Paying attention to yourself, your feelings, your thoughts, your fears, how you feel physically - that's really important. Take that inventory. Keep a journal or keep notes in your phone - check in on how your moods are changing. Do things that bring you joy, such as spending time with family, friends, talking. Try to find some alternatives to things we would do pre-COVID that also raise those dopamine and serotonin levels. Exercise, eat healthy, get enough sleep, get off your screen. Even though you have to be on screen for school and you have to be on screen at some point for social media or games, make sure that you have some off-screen time built-in. Your brain can use that time to rest. Being in touch with nature is a really important part of wellness and being in touch with ourselves in general.

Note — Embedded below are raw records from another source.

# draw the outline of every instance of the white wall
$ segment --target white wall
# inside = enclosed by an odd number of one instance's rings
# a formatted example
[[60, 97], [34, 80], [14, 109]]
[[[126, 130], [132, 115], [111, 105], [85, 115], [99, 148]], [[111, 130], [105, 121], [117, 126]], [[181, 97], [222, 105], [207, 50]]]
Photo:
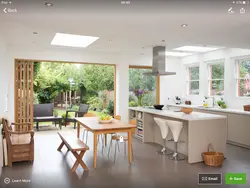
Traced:
[[7, 116], [6, 112], [6, 95], [8, 93], [8, 64], [7, 64], [7, 50], [4, 38], [0, 35], [0, 117]]
[[[166, 58], [166, 71], [176, 72], [176, 75], [160, 77], [160, 103], [168, 104], [173, 102], [174, 96], [180, 96], [181, 87], [181, 59], [168, 57]], [[168, 100], [170, 99], [170, 100]]]
[[[0, 35], [0, 118], [6, 117], [5, 97], [8, 90], [8, 74], [6, 71], [6, 44]], [[1, 122], [1, 120], [0, 120]], [[0, 133], [1, 134], [1, 133]], [[0, 135], [0, 176], [3, 166], [2, 136]]]
[[[204, 96], [208, 96], [207, 62], [224, 59], [225, 60], [224, 99], [226, 100], [229, 108], [242, 109], [244, 104], [250, 103], [250, 99], [236, 97], [236, 80], [234, 77], [235, 59], [247, 55], [250, 55], [250, 50], [221, 49], [213, 52], [182, 58], [180, 95], [184, 96], [185, 99], [191, 100], [193, 104], [201, 104], [201, 101], [204, 99]], [[198, 96], [190, 96], [186, 94], [186, 66], [192, 63], [200, 64], [200, 94]]]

If you do find that you're having some trouble feeling isolated or lonely or you might be going through a period where you're feeling overwhelmed or extremely anxious, know that you're not alone. And you can reach out to some of the mental health resources such as the Crisis Text Line. There are also emotional support lines or ‘warm lines’ that are staffed by people with lived experience of a mental health condition. So you can always call a warm line and just use that person for support. The MHA website has a lot of good information for mental health in our back to school toolkit. We also now have a BIPOC mental health toolkit. If you find that you're getting to a point where you can't handle it on your own, and you've talked to your friends, talk to a family member or a trusted adult and ask them to help you connect with a professional that you can speak to. There are a lot of mental health professionals like therapists, social workers, counselors, or even psychiatrists, and psychologists that can lend an ear and provide you with a time to vent as well as address other ways of treatment. Try to find or create a support system, whether it's a group chat, a group text, a regular check in, or set up some way that you can check in with people that you trust. 

How can I speak to and help someone with a mental health problem like depression or anxiety during this stressful time?

Be there for them - this can go a really long way in just helping that person feel like they're not alone, and that they have some strength and power around them. If you know someone struggling with a mental illness, just try to be supportive and non-judgmental. And beyond just being there, be encouraging and say a kind word or two. If you feel like it’s getting to the point where you're not getting through to the person, ask someone else to check in with them and just see how they're doing. Just know your kind words, your presence, or just sending them a message or a meme - all of those are meaningful.